Atualizada às 08h19 Raphael Prado
Na análise do líder do PSDB na Câmara, deputado Antonio Carlos Pannunzio (PSDB-SP), a população brasileira não está bem informada sobre os últimos acontecimentos do País - crise aérea e as eventuais responsabilidades do governo no acidente com o Airbus da TAM. Para ele, isso explica a aprovação do governo Lula.
Pesquisa Datafolha divulgada no final de semana indica que 48% dos entrevistados consideram ótimo ou bom o mandato do presidente. O índice é o mesmo da pesquisa anterior, feita em março.
- A gente sabe que, infelizmente, o número de pessoas que lêem jornal ainda é muito reduzido no País e mesmo os que vêem os noticiários pela televisão não constituem maioria - diz o deputado tucano.
Veja também:
» Datafolha: acidente não afeta popularidade de Lula
» "Não estou preocupado com pesquisa", diz Lula
Com essa dificuldade, o líder do PSDB admite que fica "complicado" fazer oposição. Ele considera que, ao contrário do PT, seu partido desempenha esse papel com responsabilidade.
- Fazer uma oposição séria como nós fazemos é mais complexo, mais difícil do que aquela que era feita no tempo em que esse mesmo pessoal (PT) estava na oposição. Que era irresponsável, inconseqüente, estridente.
Pannunzio diz que os bons índices econômicos do País - crescimento de 4,8% na atividade industrial no primeiro semestre, Bolsa batendo sucessivos recordes de pontos - não podem ser atribuídos apenas ao atual governo.
- Apesar do governo e graças às mudanças que aconteceram nos 8 anos de governo do PSDB, o País segue crescendo.
Leia a entrevista do líder do PSDB a Terra Magazine:
Terra Magazine - Como o senhor e o PSDB recebem esses números da pesquisa?
Antonio Carlos Pannunzio - Eu considero isso, na verdade, uma dificuldade de acesso à informação que a maior parte da população tem. Na verdade, os segmentos plenamente informados da sociedade criticaram e muito a falta de ação do governo. E mais do que isso, além da inação toda, o desaparecimento do Lula em momentos mais importantes, em que ele deveria no mínimo ter sido solidário (NR: o presidente Lula fez um pronunciamento em rede nacional 3 dias depois do acidente). Depois os gestos que se seguiram, com demonstração de nenhum apreço, nenhum respeito por parte de personagens importantes da República (NR: o deputado se refere ao gesto obsceno do assessor especial da Presidência, Marco Aurélio Garcia, exibido pela TV Globo). Eu entendo que passa por aí. Na média, a população brasileira não tem nível de informação adequado.

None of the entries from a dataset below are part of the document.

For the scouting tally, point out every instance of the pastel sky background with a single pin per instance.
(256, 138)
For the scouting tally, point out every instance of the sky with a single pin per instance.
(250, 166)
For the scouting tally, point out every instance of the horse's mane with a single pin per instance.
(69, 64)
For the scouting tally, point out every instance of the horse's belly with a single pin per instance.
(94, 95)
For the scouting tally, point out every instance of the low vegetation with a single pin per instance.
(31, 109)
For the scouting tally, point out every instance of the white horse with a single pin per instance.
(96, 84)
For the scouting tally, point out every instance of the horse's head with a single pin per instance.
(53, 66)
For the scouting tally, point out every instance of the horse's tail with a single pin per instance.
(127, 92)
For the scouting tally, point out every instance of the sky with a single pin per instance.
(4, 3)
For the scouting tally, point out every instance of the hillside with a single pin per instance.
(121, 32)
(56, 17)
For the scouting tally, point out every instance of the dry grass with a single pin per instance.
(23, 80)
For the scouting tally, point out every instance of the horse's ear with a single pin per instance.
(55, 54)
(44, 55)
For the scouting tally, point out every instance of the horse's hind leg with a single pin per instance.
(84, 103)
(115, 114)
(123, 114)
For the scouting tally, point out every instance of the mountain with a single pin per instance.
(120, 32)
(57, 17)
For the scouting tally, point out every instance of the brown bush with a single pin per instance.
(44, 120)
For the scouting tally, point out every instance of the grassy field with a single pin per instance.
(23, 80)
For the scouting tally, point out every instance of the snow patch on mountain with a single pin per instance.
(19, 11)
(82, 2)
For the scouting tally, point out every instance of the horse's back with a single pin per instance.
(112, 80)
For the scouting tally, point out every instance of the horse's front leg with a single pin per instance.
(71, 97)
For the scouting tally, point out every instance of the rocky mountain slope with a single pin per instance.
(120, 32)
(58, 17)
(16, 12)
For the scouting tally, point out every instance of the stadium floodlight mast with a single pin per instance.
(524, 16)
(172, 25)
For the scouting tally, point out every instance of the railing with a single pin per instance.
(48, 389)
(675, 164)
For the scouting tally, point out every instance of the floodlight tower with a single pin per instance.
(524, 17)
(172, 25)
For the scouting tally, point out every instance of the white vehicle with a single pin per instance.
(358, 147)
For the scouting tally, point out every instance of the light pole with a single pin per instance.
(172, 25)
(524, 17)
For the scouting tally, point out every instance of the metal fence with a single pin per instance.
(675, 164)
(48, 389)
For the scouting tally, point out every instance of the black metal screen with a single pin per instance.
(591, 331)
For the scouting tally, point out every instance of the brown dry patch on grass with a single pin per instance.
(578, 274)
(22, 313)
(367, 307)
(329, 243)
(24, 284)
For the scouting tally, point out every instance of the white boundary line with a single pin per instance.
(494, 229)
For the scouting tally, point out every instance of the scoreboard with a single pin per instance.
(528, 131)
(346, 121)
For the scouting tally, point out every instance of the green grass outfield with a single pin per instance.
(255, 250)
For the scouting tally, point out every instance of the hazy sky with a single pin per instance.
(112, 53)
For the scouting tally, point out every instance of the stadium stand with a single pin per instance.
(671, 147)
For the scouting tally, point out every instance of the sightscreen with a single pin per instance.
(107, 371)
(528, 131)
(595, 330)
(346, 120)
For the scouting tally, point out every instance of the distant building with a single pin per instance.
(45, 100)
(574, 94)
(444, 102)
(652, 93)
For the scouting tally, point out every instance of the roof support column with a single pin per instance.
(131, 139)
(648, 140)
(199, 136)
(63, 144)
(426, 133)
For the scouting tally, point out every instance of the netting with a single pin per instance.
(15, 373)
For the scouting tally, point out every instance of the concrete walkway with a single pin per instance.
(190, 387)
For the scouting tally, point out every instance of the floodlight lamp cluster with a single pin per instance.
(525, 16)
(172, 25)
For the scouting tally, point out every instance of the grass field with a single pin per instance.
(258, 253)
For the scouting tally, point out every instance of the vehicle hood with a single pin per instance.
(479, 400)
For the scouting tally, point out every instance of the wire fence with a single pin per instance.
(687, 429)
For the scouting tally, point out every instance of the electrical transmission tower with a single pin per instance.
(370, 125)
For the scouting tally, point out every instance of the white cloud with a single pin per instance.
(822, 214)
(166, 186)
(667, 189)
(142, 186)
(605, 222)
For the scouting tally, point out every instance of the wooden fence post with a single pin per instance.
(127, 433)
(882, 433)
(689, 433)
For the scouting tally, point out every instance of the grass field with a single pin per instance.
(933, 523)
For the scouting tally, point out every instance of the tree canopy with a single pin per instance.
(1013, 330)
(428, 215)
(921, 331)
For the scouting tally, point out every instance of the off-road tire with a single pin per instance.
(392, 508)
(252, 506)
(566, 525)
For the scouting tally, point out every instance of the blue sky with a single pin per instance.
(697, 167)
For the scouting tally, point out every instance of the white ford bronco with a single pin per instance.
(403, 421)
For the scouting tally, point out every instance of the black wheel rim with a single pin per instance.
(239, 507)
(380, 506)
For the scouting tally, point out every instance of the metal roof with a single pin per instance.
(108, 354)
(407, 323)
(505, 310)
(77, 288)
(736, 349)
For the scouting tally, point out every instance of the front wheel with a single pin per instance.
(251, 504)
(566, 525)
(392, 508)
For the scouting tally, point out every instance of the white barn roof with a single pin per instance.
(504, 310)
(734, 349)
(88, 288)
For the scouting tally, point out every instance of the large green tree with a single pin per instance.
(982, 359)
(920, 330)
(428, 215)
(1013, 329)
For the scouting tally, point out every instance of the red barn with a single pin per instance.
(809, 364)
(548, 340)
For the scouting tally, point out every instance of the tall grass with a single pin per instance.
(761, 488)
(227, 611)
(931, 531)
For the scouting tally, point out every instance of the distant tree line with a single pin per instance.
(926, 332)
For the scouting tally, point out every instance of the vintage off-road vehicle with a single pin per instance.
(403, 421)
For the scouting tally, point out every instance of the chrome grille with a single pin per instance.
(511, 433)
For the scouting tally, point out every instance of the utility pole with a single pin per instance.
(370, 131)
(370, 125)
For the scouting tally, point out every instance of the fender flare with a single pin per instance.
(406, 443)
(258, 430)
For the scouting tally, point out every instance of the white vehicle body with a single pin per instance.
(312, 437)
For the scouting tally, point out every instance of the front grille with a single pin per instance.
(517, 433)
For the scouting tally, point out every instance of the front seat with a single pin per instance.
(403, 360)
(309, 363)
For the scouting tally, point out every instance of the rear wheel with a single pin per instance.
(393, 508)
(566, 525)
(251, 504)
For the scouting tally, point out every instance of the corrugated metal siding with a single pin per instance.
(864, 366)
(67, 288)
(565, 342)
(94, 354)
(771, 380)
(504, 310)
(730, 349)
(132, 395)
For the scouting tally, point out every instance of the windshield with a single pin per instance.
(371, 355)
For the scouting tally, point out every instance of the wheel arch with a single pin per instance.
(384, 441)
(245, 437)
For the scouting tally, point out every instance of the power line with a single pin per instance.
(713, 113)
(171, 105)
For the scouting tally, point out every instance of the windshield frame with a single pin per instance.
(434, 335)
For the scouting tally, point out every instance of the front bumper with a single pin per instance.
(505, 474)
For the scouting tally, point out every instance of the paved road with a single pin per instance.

O senhor acha que a população não está informada sobre os problemas recentes que tivemos no País?
Não está. A gente sabe que, infelizmente, o número de pessoas que lêem jornal ainda é muito reduzido no País e mesmo os que vêem os noticiários pela televisão não constituem maioria.
Fica difícil fazer oposição assim, né?
É complicado, é lógico. Fazer uma oposição séria como nós fazemos é mais complexo, mais difícil do que aquela que era feita no tempo em que esse mesmo pessoal (PT) estava na oposição. Que era irresponsável, inconseqüente, estridente. A responsabilidade nos impõe limites na ação. Não no sentido de o quanto devemos ser oposição. Somos oposição, eu entendo, na acepção mais ampla. Mas isso não nos coloca numa posição de sermos irresponsáveis com o País.
Até porque os índices econômicos, como o crescimento industrial que foi divulgado na semana passada (leia aqui), são positivos.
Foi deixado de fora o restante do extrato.